A last note that is not necessarily relevant for understanding how the algorithm works, but that might still be interessting: Despite its name, the RBFSampler is actually not using any RBFs inside. You can find some experiments and explanations here to learn more about this.

Results

The following table shows how the Python script running on a standard laptop was able to leverage the real-time simulation of the analog computer to learn quickly. After for example 120 episodes, the mean steps were already at 4,674 and the maximum steps at 19,709 which is the equivalent of more than 15 minutes of successful balancing per episode.

Episode Mean Steps Median Steps Min. Steps Max. Steps Epsilon
0 82.00 82.00 82 82 0.4545
20 81.75 61.00 34 217 0.4167
40 170.10 138.50 48 420 0.3846
60 351.80 256.50 48 1398 0.3571
80 633.35 477.00 95 2421 0.3333
100 589.35 387.00 39 2945 0.3125
120 4674.80 2825.00 14 19709 0.2941
140 3608.60 1708.00 105 14783 0.2778
160 4826.75 1839.50 27 23965 0.2632
180 3121.75 820.50 57 17782 0.2381
200 2181.90 1281.00 33 9920 0.2273
220 4216.50 1993.50 29 26387 0.2174
240 3867.75 446.50 22 25592 0.2083
260 6535.00 713.00 121 66848 0.2000
280 4120.25 737.50 38 39596 0.1923
300 4531.75 647.50 67 28202 0.1852
320 5513.95 1434.50 24 33491 0.1786
340 6595.30 1885.00 46 43789 0.1724

The key to success was to minimize the latency introduced by the serial communication between the digital and the analog computer, so that the Q-Learning algorithm did not have to learn a lot about handling latency in addition to learn how to balance the pole. This was done by leveraging the Hybrid Controller's "bulk mode" that is able to transfer the whole state (cart position, cart velocity, pole angle, angular velocity) in one go.

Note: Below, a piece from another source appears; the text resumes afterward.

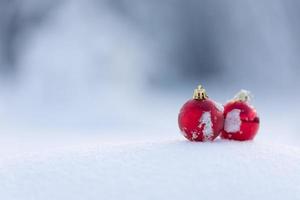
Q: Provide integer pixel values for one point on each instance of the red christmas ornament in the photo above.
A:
(241, 120)
(201, 119)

The result table also shows, that episode 260 yielded a very good "brain" and after episode 260, there might have been overfitting or other reasons for decreased performance. The Python script's "enhanced persistence mode" (activated by the command line parameter -SP) helps to find and store the right cutoff point for the learning because it stores the current state of the "brain" every few episodes.